The calcemic effect of vitamin D on the pulmonary function is related to its kyphosis effect, and its reversal needs a long time period in order to allow for lung tissue remodeling. Therefore, the short term follow up period of our study could not evaluate the vitamin D effects on these mechanisms.

The absence of the immune modulatory effect of vitamin D may be due to the obstruction of small and larger airways in COPD, which is associated with the remodeling process, and seems to be irreversible. The presence of airway obstruction in the absence of accumulation of some type of inflammatory cells in stage 3 and 4 of COPD despite a cessation of smoking nine years earlier supports this idea [1].

There were no significant differences in saturation of oxygen during exercise before and after vitamin D supplementation. This may be confounded by the exclusion of hypoxemic patients for the reason we described. Also, the mean distances that the patients could walk after the intervention were not longer, which supports the results of previous similar studies in heart failure patients [21,23].

Our study had limitations. One was small sample size. In addition, this study was a before and after study. In this type of studies, the intervention is confounded by the Hawthrone effect. This effect can lead to an overestimation of the effectiveness of an intervention. However, we could not show any effect of our intervention and it seems that our results were not confounded by this effect.

The technique of doing 6MWT did not fulfill the ATS guidelines. We did not use the Borg scale of dyspnea and the only end point in this test was the distance that the patient walked without severe dyspnea in his or her sense. Only one of our patients could not continue the test and stopped because of dyspnea.

The other limitation was the short follow up period.
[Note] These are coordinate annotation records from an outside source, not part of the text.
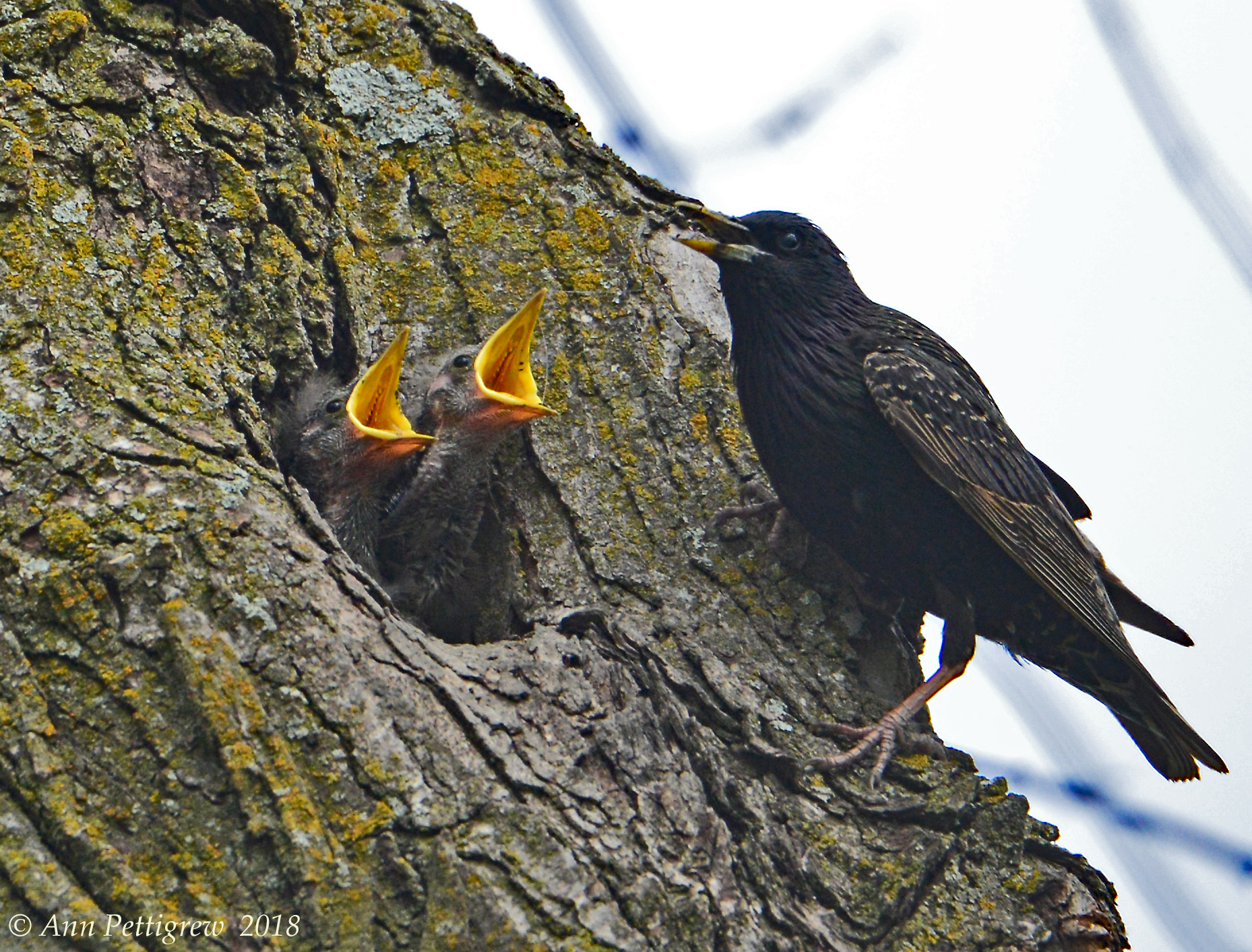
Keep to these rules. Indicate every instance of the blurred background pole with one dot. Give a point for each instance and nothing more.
(634, 132)
(1180, 914)
(1196, 169)
(1221, 204)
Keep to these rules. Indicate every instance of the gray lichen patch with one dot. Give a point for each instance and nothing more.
(395, 104)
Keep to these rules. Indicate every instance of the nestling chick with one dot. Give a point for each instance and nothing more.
(351, 447)
(477, 398)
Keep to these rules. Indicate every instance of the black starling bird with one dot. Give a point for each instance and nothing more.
(350, 446)
(884, 444)
(477, 398)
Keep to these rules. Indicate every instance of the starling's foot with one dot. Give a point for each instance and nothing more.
(885, 737)
(754, 500)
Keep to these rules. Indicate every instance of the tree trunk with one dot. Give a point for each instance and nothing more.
(208, 713)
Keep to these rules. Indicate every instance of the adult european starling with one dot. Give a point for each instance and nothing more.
(477, 398)
(350, 447)
(884, 443)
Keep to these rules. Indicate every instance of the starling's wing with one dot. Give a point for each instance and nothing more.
(1075, 504)
(956, 433)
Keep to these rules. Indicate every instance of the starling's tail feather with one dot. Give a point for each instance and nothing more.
(1116, 678)
(1168, 742)
(1136, 612)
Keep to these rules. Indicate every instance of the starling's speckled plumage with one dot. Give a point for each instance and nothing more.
(884, 443)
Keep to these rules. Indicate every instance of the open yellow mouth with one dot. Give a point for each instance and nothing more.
(503, 364)
(373, 405)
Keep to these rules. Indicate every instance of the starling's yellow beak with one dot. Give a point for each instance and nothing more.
(502, 369)
(738, 241)
(373, 406)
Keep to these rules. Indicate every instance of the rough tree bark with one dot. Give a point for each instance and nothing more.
(208, 711)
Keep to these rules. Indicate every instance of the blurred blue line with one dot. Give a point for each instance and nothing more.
(633, 129)
(1183, 916)
(1092, 796)
(1192, 163)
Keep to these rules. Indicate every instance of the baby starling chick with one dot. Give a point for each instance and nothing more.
(351, 446)
(476, 399)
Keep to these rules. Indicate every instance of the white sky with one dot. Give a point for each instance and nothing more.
(995, 182)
Some of our patients were from other cities, or were from villages and we had difficulties with maintaining the study follow up. We believe the likely mechanisms of effect of vitamin D on the outcomes which we described would probably not have prevented us from arriving at our end points in the short follow up period.

In conclusion, a high dose of vitamin D supplementation had no effects on the improvement of pulmonary function and the exercise capacity of COPD patients.